The old pro maxim of 'never stand when you can sit and never sit when you can lie down' isn’t especially practical or applicable for those of us who have to fit our cycling around work and family. However spending some time elevating your legs after a hard ride can make a difference to recovery by promoting lower body blood flow and preventing pooling. With a pillow behind your head, place your legs up against a wall and aim to stay there for five minutes for every hour ridden.
Compression clothing is a very popular recovery tool among athletes and, although the research jury is still out, anecdotal evidence is strong and many top riders swear by them. Putting a pair of compression tights on post-training is certainly no hardship. They seem to feel particularly good when you have a long drive after an event or for a lazy Sunday afternoon after a long morning ride. It’s important though that they are tight enough to give a genuine compressive effect, so buy a quality brand and take care with sizing.
Massage can increase blood flow, correctly align muscle fibres and scar tissue and reduce tightness. A weekly, let alone a daily, massage is beyond most of our budgets but why not try to schedule one in during each recovery week? Look for a qualified sports massage therapist with experience working with cyclists and view it like a regular MOT for your body. A good therapist, as well as treating problematic areas will also be able to flag any potential areas of concern and give you exercises or stretches to address them. The British Cycling Mobilisation Routine will help as an alternative between massages.
Quality sleep equals good recovery. Equally long term poor sleep will result in diminished mental performance and an increase in the body’s stress hormone cortisol. This will impact on both your ability to train and to recover. Poor sleep can be an indicator of non-functional overreaching or overtraining Follow these top five sleep tips
- Don’t train hard less than two hours before sleeping.
- Avoidance/reduction of caffeine, nicotine, and alcohol before bedtime. Drink warm milk as it contains the natural sleepy chemical Tryptohan.
- Associate the bedroom with relaxation, get rid of the TV.
- Keep the bedroom at a well-aired comfortable temperature and make sure it’s properly dark.
- Don’t lie in bed worrying that you cannot sleep. Do not watch the clock, this encourages a stress response. Not everybody needs eight hours, give your body the chance and it will find its own perfect sleep pattern.

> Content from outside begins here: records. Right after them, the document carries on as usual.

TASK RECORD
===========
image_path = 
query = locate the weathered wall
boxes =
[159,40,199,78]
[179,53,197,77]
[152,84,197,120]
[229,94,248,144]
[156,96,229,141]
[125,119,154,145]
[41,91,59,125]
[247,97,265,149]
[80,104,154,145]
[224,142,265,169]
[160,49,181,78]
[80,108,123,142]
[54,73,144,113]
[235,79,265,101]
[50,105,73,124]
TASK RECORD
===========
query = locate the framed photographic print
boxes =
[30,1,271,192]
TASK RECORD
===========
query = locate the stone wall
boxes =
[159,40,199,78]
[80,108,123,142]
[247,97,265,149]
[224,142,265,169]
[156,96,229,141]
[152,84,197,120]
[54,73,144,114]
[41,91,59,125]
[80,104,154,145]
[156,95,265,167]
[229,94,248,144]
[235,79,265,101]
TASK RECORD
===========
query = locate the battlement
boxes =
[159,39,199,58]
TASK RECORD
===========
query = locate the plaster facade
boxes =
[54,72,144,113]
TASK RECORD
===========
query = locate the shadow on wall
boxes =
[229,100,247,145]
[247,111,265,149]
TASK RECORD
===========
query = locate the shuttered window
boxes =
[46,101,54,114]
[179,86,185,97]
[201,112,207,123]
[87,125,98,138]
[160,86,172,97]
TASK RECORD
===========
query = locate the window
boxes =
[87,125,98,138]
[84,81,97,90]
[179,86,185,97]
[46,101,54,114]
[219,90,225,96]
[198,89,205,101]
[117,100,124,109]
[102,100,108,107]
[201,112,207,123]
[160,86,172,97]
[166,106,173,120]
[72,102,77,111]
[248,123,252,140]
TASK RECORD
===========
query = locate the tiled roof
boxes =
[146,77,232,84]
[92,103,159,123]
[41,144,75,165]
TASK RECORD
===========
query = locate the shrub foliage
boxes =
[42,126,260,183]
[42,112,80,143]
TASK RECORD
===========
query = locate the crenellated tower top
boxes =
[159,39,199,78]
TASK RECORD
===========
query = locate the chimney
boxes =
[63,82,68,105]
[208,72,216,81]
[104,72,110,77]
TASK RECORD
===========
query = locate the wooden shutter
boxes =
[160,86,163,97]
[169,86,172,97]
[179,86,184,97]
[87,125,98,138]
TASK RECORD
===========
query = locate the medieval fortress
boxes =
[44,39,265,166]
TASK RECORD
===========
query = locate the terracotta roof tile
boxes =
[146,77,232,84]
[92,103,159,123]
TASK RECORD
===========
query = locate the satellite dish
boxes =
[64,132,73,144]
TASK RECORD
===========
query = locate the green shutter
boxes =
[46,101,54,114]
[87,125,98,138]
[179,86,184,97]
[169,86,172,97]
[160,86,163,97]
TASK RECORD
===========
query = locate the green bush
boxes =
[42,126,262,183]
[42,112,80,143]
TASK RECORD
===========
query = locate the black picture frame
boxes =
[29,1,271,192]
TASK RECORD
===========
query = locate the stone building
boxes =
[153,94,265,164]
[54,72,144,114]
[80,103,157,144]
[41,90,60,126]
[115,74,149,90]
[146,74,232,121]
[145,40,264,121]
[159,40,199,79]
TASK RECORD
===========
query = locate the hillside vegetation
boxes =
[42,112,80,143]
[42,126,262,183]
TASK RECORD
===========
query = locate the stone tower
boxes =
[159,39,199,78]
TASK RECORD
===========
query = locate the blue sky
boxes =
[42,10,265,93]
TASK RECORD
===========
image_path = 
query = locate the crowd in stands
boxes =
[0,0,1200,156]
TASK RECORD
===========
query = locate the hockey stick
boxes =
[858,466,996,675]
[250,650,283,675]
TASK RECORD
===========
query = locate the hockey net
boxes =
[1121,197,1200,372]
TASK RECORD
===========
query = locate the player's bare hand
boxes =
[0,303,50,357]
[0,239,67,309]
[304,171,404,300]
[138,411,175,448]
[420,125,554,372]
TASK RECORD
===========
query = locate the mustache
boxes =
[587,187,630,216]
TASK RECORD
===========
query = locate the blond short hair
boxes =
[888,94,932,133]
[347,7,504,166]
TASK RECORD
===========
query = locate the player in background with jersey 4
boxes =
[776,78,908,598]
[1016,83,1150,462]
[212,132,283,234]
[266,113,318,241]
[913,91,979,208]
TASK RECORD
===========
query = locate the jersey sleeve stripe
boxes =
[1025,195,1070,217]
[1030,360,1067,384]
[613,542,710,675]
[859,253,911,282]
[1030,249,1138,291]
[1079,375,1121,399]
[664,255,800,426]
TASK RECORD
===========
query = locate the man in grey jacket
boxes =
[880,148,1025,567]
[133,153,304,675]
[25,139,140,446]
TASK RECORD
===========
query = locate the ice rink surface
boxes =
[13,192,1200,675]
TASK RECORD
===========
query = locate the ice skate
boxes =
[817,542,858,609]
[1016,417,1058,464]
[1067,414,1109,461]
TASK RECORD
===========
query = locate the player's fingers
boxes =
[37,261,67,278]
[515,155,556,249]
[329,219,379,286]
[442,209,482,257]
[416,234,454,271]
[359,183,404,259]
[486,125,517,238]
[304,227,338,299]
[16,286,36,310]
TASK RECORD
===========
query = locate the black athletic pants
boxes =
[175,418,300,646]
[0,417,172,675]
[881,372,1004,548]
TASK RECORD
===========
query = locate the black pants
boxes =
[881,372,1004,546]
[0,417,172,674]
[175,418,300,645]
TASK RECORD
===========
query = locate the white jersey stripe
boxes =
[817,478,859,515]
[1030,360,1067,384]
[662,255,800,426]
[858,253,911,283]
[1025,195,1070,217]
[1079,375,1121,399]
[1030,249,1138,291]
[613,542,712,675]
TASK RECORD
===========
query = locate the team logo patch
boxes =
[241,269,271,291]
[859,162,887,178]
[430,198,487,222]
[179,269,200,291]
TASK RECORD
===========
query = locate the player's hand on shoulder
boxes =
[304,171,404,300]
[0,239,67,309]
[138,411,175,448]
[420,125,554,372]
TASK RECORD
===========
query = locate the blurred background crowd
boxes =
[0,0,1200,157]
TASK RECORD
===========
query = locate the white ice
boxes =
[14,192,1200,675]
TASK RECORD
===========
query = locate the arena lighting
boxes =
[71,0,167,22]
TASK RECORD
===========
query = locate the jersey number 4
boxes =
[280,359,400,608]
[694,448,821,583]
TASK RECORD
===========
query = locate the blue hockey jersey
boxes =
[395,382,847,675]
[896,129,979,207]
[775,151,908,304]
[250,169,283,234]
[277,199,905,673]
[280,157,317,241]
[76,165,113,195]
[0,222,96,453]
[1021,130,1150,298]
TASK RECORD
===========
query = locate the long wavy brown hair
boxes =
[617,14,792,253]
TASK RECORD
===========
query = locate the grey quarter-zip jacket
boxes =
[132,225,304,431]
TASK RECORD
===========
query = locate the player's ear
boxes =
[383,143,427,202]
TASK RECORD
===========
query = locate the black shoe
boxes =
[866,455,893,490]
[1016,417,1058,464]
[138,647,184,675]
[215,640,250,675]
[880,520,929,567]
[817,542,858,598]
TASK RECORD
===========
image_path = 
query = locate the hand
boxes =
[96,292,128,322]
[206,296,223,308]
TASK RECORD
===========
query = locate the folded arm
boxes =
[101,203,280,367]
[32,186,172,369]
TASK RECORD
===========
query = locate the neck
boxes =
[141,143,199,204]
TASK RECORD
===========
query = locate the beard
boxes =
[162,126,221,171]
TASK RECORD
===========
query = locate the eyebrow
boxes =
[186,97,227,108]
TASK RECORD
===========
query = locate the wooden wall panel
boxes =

If you have done a hard training ride or event, going out for a recovery ride the next day can enhance the recovery process. Ride for 30-60 minutes on a flat course, keep your bike in the smaller chainring and spin easy. Imagine you have got 'crystal cranks' that will snap if you put too much pressure through them. Throw in some low gear (39X18) sprints of five-eight seconds duration to help prevent heavy legs. Don’t let your legs burn at all though. If you are using heart rate or power, you should stick strictly to Zone 1. Anything more than this and you will just be adding to your fatigue rather than enhancing recovery.
What about ice baths?
The idea of sitting in a bath of ice after a tough ride, especially during the winter, is hardly an attractive proposition, but fortunately it doesn't need to be part of your recovery routine. Although ice baths may be beneficial for participants in contact or high impact sports, for cyclists, unless you take a tumble, save the ice cubes for your post-ride recovery smoothie.
Don’t pop a pill
Popping a few pain killers during or after a hard ride to prevent next day soreness may seem like a good idea but you could be doing more harm than good. Studies on the use of painkillers during endurance activities have shown negative effects on digestion, kidney function and an increased risk of hyponatremia (dilution of electrolytes within the body).